Stop Focusing On Classrooms and Start Focusing on Learning

Those educators who have been successful with a flipped classroom have begun to move to a flipped learning approach. Both are centered on the essential question: What is the best use of my face-to-face time with my students? However, it is the mindset that is different.

Flipped classrooms allow students to watch lectures at home and engage in homework in school. Teachers guide students through a series of worksheets or more traditional activities that help them reach objectives and gain the knowledge necessary to pass assessments.

The flipped learning model allows educators to use a variety of teaching methodologies to help students reach a learning objective. Rather than focusing on the content they need to learn, students are engaged in activities that teach both content and skills that are necessary for success. The classroom is a dynamic and collaborative environment where all levels of learners are supported.

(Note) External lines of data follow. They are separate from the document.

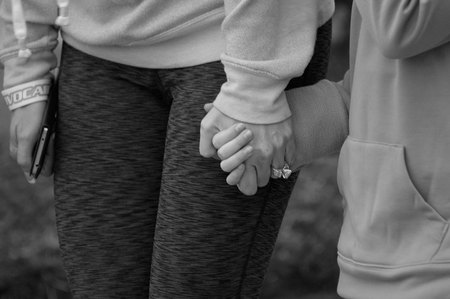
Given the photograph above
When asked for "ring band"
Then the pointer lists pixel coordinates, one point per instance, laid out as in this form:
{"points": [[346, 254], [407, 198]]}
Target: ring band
{"points": [[284, 173], [276, 173]]}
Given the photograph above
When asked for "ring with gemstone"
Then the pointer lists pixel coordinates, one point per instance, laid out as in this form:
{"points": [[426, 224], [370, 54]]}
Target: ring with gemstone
{"points": [[276, 173], [286, 171]]}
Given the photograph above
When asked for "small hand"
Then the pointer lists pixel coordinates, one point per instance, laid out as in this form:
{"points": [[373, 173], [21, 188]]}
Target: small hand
{"points": [[270, 144]]}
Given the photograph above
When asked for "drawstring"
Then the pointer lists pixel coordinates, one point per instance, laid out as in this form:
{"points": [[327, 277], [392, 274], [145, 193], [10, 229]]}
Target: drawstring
{"points": [[20, 28], [63, 13], [20, 24]]}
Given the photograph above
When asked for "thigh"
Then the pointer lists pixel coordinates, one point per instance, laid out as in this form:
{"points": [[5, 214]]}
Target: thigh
{"points": [[211, 241], [109, 150]]}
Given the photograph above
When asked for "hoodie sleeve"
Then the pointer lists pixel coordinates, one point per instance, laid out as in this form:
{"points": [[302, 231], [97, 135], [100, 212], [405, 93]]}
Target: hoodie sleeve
{"points": [[319, 119], [405, 28], [267, 44], [42, 38]]}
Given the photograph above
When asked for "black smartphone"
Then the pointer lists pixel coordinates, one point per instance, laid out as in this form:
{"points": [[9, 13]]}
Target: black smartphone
{"points": [[46, 131]]}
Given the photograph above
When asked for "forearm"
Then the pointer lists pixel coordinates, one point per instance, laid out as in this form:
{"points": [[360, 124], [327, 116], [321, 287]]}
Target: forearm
{"points": [[41, 40], [320, 119]]}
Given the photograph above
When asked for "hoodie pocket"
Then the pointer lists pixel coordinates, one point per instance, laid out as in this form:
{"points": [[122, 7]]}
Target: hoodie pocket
{"points": [[386, 221]]}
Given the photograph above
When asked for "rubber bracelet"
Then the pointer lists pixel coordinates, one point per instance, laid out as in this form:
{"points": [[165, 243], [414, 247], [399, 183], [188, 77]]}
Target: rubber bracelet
{"points": [[26, 93]]}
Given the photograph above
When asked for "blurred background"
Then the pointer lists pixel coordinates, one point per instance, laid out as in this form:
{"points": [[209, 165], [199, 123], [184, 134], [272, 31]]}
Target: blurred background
{"points": [[303, 265]]}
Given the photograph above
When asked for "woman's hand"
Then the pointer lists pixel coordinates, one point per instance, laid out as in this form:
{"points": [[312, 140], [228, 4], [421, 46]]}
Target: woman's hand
{"points": [[24, 130], [233, 149]]}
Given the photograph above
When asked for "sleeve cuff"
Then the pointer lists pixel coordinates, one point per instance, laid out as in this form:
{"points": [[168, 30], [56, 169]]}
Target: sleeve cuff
{"points": [[252, 98], [26, 94], [320, 121]]}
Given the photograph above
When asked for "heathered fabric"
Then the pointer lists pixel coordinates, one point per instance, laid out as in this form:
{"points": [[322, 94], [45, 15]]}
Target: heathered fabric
{"points": [[125, 230]]}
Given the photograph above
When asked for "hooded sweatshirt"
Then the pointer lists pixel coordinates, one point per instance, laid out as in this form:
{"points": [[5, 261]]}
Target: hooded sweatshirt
{"points": [[394, 166], [262, 44]]}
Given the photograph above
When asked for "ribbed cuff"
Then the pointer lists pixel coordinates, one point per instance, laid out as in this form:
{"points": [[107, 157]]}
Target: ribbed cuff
{"points": [[252, 98]]}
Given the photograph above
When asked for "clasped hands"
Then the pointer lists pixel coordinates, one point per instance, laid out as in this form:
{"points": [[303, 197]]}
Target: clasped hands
{"points": [[248, 152]]}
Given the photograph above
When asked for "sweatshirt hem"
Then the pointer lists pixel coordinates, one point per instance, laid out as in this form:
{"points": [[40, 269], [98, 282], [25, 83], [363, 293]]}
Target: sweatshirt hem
{"points": [[413, 281], [194, 48]]}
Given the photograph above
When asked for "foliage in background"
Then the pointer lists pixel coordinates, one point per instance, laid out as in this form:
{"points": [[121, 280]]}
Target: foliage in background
{"points": [[304, 260]]}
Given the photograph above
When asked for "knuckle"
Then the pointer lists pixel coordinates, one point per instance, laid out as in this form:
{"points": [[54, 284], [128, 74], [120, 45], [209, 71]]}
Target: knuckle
{"points": [[225, 166], [215, 142], [205, 125], [221, 154]]}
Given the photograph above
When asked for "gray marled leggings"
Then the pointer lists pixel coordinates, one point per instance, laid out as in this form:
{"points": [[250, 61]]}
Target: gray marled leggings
{"points": [[139, 211]]}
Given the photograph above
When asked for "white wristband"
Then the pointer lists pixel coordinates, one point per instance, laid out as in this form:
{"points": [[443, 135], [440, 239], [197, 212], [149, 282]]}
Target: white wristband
{"points": [[27, 93]]}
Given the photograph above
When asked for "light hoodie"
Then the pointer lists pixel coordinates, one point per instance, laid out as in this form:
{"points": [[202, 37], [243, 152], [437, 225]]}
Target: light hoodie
{"points": [[262, 44], [394, 166]]}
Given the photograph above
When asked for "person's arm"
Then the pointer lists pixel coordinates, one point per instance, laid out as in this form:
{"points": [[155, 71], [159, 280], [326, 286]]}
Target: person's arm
{"points": [[405, 28], [320, 126], [27, 78], [267, 44]]}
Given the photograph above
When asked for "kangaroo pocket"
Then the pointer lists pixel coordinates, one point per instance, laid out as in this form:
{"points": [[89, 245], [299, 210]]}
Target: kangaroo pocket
{"points": [[386, 220]]}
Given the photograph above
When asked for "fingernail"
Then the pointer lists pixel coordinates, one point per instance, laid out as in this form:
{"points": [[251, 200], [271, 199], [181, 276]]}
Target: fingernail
{"points": [[30, 179], [248, 149], [240, 127]]}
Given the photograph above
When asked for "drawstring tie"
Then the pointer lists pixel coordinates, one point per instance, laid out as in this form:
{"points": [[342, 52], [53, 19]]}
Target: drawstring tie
{"points": [[63, 13]]}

So, what does this dynamic, collaborative learning environment look like? Well, that’s the beauty of flipped learning. Every educator customizes it to fit his or her school, students, and personal abilities. Some teachers use pre-made videos on the Internet; some make their own. Some are the only teachers in their building/district flipping; some are part of an entire flipped school. Some teachers use only their traditional assignments; some allow the students to design their own work. This is not a pre-packaged curriculum – something you just order from a company and everything you need is already inside. Let me tell you what a typical unit looks like in my flipped environment.

One unit my students learn about is solutions. On the first day, the students will participate in a guided-inquiry activity called Introduction to Solution Making in which they will learn about calculating concentration of solutions by making two cups of fruit punch. There are no procedures other than for them to make two cups of fruit punch the way they like to drink it. After they make the drinks, they read farther down and it tells them to use the mass of powdered drink they measured and the volume of water they used to calculate the concentration. This is when they realized they didn’t measure anything and have to start again. Note: While learning how to calculate concentration is the main learning objective, students learn more through their mistakes of solution making. At the end of the activity, the students are free to drink their solutions while they watch the instructional video about calculating concentration (which is linked in the Google Doc of the lab).

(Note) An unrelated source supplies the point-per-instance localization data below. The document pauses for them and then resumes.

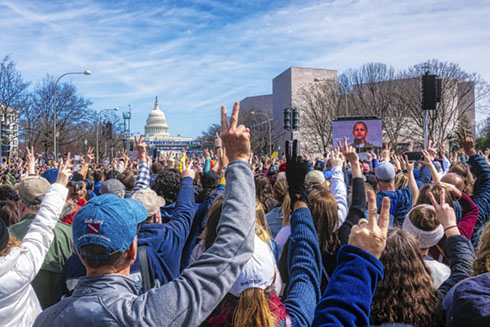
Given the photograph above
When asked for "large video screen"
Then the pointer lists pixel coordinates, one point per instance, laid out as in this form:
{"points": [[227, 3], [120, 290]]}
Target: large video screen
{"points": [[360, 133]]}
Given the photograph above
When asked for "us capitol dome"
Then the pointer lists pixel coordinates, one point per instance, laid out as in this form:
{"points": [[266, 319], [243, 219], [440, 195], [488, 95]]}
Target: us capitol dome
{"points": [[157, 136]]}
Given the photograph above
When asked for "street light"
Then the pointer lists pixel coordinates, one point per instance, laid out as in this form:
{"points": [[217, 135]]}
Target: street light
{"points": [[97, 132], [86, 72], [269, 119], [345, 93]]}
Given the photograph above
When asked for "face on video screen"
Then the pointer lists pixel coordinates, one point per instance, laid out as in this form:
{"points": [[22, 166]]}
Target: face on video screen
{"points": [[364, 133], [360, 131]]}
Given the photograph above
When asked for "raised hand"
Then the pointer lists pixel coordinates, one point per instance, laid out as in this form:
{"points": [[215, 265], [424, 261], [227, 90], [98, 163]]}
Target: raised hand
{"points": [[218, 143], [90, 155], [189, 173], [467, 143], [385, 154], [64, 171], [236, 138], [296, 170], [348, 151], [370, 235], [141, 148], [427, 159], [445, 214]]}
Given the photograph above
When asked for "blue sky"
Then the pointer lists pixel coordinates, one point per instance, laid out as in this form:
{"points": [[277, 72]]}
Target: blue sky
{"points": [[198, 55]]}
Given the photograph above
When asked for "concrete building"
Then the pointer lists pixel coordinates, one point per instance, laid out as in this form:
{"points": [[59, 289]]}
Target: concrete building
{"points": [[286, 85], [159, 139], [284, 89]]}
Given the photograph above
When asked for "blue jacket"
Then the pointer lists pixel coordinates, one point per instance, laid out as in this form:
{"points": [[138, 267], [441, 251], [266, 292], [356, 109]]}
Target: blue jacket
{"points": [[164, 244], [481, 193], [113, 300], [201, 213], [347, 299]]}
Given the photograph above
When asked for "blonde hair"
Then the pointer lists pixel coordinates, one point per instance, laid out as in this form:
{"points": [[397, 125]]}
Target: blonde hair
{"points": [[13, 242], [481, 264], [261, 228], [401, 181], [253, 310]]}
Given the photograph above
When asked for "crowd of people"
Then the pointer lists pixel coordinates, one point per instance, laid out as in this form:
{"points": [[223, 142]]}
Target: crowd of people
{"points": [[228, 238]]}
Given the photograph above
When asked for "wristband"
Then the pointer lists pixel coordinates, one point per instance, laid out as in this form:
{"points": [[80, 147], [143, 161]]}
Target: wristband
{"points": [[448, 228]]}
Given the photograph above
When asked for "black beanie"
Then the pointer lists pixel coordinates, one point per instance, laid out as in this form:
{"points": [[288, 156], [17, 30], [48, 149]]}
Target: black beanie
{"points": [[4, 235]]}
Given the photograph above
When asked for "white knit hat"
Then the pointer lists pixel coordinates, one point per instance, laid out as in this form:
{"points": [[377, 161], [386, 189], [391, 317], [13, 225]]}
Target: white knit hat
{"points": [[426, 239], [258, 271]]}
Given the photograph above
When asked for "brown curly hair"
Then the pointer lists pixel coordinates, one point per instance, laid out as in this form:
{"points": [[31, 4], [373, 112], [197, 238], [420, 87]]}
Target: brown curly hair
{"points": [[324, 211], [407, 293], [463, 169], [401, 181], [481, 264], [263, 191]]}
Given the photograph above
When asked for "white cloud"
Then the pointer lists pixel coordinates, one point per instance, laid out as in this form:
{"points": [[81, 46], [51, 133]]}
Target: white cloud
{"points": [[195, 59]]}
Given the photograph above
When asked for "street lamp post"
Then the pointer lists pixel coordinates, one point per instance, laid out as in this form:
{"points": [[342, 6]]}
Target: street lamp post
{"points": [[86, 72], [97, 132], [270, 128]]}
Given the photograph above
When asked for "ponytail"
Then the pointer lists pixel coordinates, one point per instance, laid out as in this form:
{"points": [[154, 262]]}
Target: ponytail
{"points": [[253, 310]]}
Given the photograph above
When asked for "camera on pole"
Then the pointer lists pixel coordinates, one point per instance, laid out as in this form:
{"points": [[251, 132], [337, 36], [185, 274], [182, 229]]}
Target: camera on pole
{"points": [[291, 119]]}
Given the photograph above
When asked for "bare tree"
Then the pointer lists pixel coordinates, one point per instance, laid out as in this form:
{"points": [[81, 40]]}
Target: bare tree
{"points": [[461, 93], [376, 91], [319, 104], [261, 137], [72, 112], [13, 97]]}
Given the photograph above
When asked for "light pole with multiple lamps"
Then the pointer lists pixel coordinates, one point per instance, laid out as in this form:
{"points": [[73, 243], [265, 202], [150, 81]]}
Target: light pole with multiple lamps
{"points": [[253, 113], [97, 132], [86, 72]]}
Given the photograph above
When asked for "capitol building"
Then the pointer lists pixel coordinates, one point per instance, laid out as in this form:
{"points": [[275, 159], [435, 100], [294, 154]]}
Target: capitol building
{"points": [[159, 139]]}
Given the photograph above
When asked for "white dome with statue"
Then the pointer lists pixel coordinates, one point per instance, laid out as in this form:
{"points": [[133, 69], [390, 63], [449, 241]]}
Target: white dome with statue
{"points": [[156, 123]]}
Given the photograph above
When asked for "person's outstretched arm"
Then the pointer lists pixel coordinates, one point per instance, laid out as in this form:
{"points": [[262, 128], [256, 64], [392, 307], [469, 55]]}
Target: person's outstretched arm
{"points": [[188, 300], [28, 258]]}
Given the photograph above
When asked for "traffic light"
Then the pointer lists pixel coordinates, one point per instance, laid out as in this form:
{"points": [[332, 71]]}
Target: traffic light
{"points": [[428, 92], [3, 133], [295, 119], [287, 118]]}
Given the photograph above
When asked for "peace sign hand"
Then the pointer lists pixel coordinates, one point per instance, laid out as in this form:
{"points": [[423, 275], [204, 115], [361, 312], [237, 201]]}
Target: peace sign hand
{"points": [[235, 138], [296, 170], [64, 171], [467, 143], [444, 212], [370, 235]]}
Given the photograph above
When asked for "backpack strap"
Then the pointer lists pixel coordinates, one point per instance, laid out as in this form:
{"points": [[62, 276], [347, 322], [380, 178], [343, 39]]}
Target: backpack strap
{"points": [[145, 270], [287, 320]]}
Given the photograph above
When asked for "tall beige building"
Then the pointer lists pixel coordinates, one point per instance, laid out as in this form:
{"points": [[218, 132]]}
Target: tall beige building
{"points": [[284, 88]]}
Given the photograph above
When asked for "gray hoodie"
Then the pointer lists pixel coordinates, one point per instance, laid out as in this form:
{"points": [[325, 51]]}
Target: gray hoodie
{"points": [[112, 300]]}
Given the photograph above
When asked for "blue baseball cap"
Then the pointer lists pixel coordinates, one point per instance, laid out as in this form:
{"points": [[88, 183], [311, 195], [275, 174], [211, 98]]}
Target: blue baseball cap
{"points": [[109, 221]]}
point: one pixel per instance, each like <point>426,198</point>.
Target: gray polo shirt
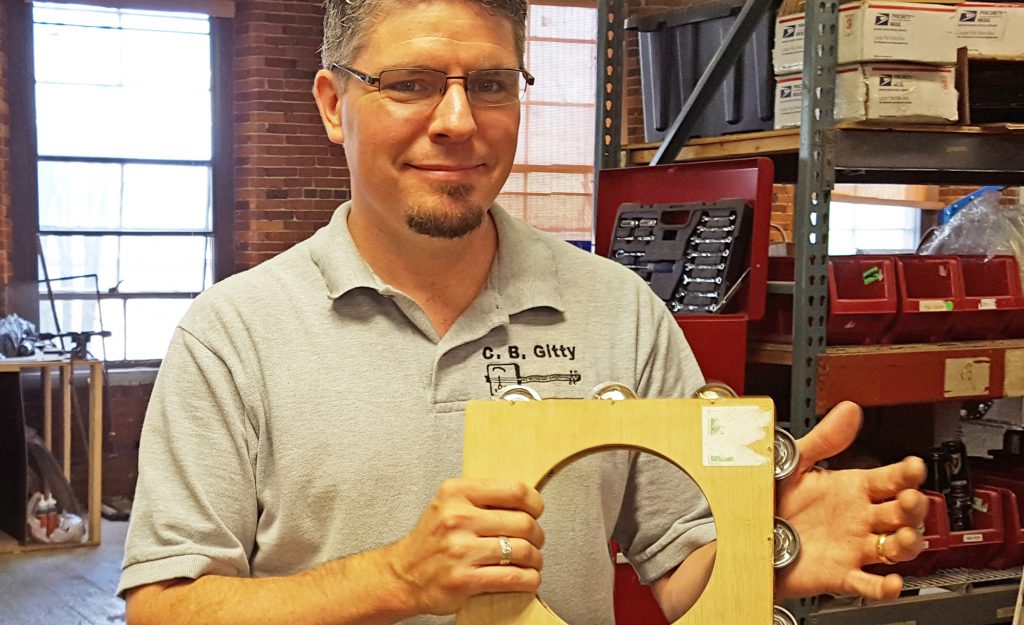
<point>306,411</point>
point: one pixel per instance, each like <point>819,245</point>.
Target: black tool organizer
<point>692,255</point>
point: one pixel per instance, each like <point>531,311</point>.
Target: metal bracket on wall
<point>815,180</point>
<point>610,52</point>
<point>723,61</point>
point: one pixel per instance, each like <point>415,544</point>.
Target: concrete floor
<point>65,586</point>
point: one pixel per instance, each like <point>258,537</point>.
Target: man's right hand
<point>455,551</point>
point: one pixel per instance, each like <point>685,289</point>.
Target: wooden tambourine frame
<point>724,445</point>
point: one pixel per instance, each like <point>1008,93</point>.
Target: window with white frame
<point>876,218</point>
<point>552,180</point>
<point>124,165</point>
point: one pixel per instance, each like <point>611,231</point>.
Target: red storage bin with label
<point>974,548</point>
<point>930,292</point>
<point>1012,492</point>
<point>991,297</point>
<point>862,298</point>
<point>936,537</point>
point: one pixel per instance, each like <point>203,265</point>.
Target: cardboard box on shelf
<point>851,93</point>
<point>876,31</point>
<point>878,91</point>
<point>990,30</point>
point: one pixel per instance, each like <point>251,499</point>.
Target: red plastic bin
<point>930,292</point>
<point>862,298</point>
<point>1012,492</point>
<point>936,537</point>
<point>991,297</point>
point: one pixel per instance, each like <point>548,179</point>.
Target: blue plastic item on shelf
<point>948,212</point>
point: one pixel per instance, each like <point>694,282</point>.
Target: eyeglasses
<point>426,87</point>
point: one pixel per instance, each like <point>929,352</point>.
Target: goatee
<point>440,222</point>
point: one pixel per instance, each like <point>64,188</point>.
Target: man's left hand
<point>841,514</point>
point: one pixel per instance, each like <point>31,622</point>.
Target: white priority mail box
<point>876,31</point>
<point>851,93</point>
<point>990,30</point>
<point>878,91</point>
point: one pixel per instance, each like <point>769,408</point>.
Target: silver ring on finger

The video on concentration is embedded in a Google Form. Below the video are three self-check questions for the students to complete at the conclusion of the video. These questions are modified questions from the unit test and align to the district quarterly assessment. When they answer the questions and hit “submit,” a tool called Flubaroo provides both the student and the teacher feedback on the student’s understanding of the material, and he or she can ask the teacher questions about any errors or misconceptions and get the immediate assistance they need.

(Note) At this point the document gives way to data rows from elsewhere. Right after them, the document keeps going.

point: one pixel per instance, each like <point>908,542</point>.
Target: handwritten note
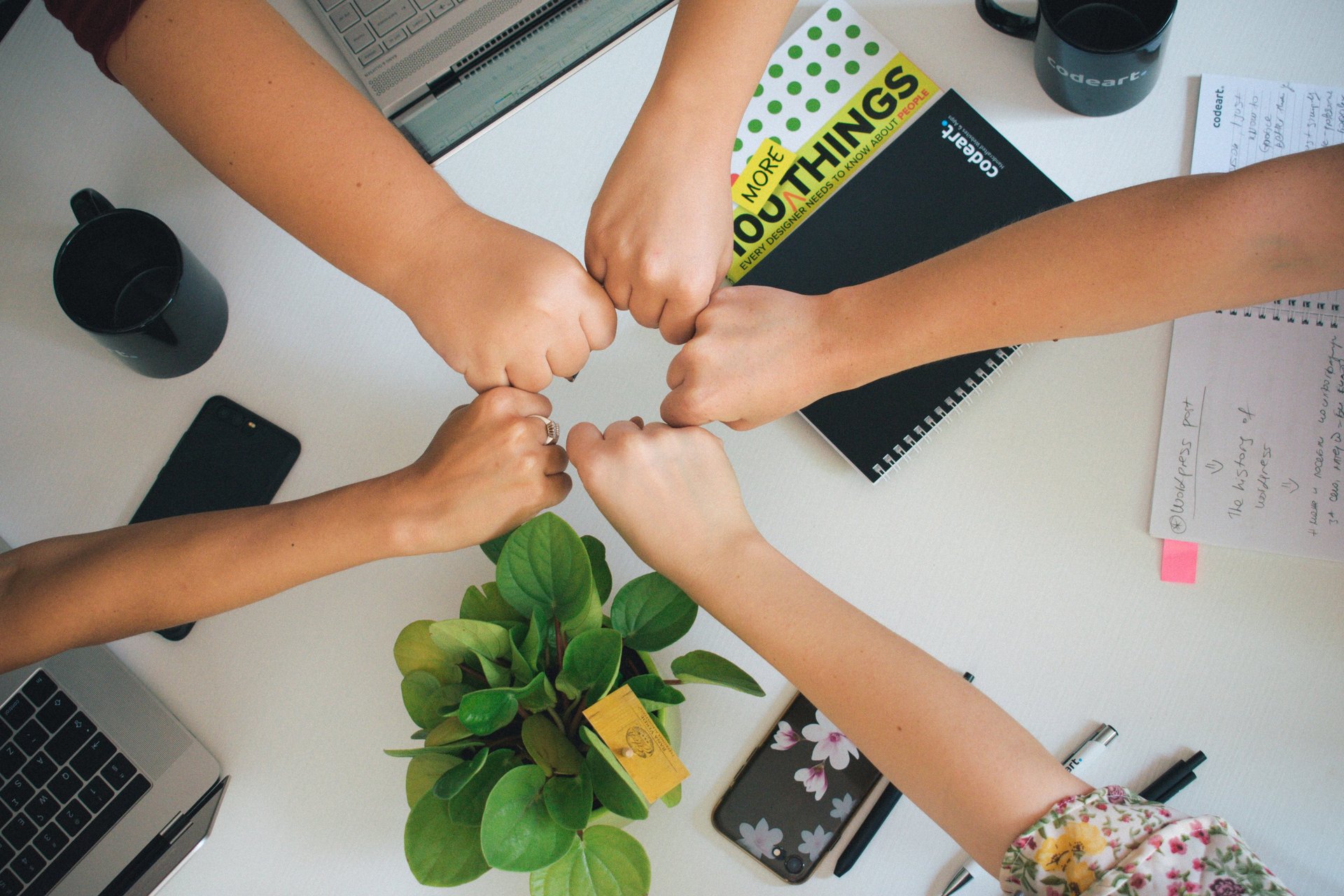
<point>1252,450</point>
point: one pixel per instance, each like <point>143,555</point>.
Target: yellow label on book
<point>625,727</point>
<point>824,160</point>
<point>761,175</point>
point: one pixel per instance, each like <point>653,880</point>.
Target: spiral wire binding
<point>995,363</point>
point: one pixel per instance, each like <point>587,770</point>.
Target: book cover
<point>948,179</point>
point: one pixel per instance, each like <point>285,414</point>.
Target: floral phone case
<point>796,793</point>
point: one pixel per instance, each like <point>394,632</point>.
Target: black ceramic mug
<point>1092,58</point>
<point>131,284</point>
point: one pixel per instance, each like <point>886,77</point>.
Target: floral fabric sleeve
<point>1110,843</point>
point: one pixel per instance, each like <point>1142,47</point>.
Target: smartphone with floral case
<point>796,793</point>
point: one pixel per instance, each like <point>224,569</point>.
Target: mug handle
<point>1007,22</point>
<point>89,203</point>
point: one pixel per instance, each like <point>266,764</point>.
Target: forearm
<point>949,748</point>
<point>1114,262</point>
<point>714,59</point>
<point>258,108</point>
<point>90,589</point>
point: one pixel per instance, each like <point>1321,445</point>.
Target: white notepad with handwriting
<point>1252,450</point>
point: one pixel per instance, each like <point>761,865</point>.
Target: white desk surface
<point>1015,545</point>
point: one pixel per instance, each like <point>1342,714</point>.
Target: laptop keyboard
<point>372,27</point>
<point>64,785</point>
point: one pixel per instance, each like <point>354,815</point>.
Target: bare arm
<point>958,757</point>
<point>660,232</point>
<point>242,92</point>
<point>484,473</point>
<point>1113,262</point>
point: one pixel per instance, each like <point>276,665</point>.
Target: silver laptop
<point>447,70</point>
<point>101,789</point>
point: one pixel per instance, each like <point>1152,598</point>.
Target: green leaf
<point>606,862</point>
<point>654,692</point>
<point>526,650</point>
<point>549,747</point>
<point>484,713</point>
<point>517,830</point>
<point>467,806</point>
<point>538,695</point>
<point>456,747</point>
<point>493,547</point>
<point>612,783</point>
<point>545,568</point>
<point>592,663</point>
<point>601,571</point>
<point>652,613</point>
<point>461,637</point>
<point>569,801</point>
<point>711,669</point>
<point>419,691</point>
<point>417,652</point>
<point>448,731</point>
<point>438,850</point>
<point>486,605</point>
<point>454,780</point>
<point>424,771</point>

Students now move through a series of both required and optional assignments for the unit, which have been detailed on an assignment chart distributed on Google Classroom and on the first day of the unit. (bit.ly/seigelsolutions) While some assignments are labeled as required, I have given the students the freedom to either supplement or replace these with assignments they have designed. This gives all students the opportunity to demonstrate their understanding in ways that better suit their needs.

The Future of Flipped Learning Is Now

The flipped model does not only apply to teachers and students. Administrators can flip faculty meetings or professional development by giving teachers something to read or research in advance and then engaging them in discussion and activities when the group comes together. Advisors can flip club meetings. The culture of learning has changed for students and schools. When the accumulated knowledge of the human race is sitting in your pocket, teachers no longer need to be the sole source of content knowledge, but rather, need to direct students toward ways to find their own understandings of how to use that content appropriately.

Marc Siegel is a chemistry teacher at Middletown South High School.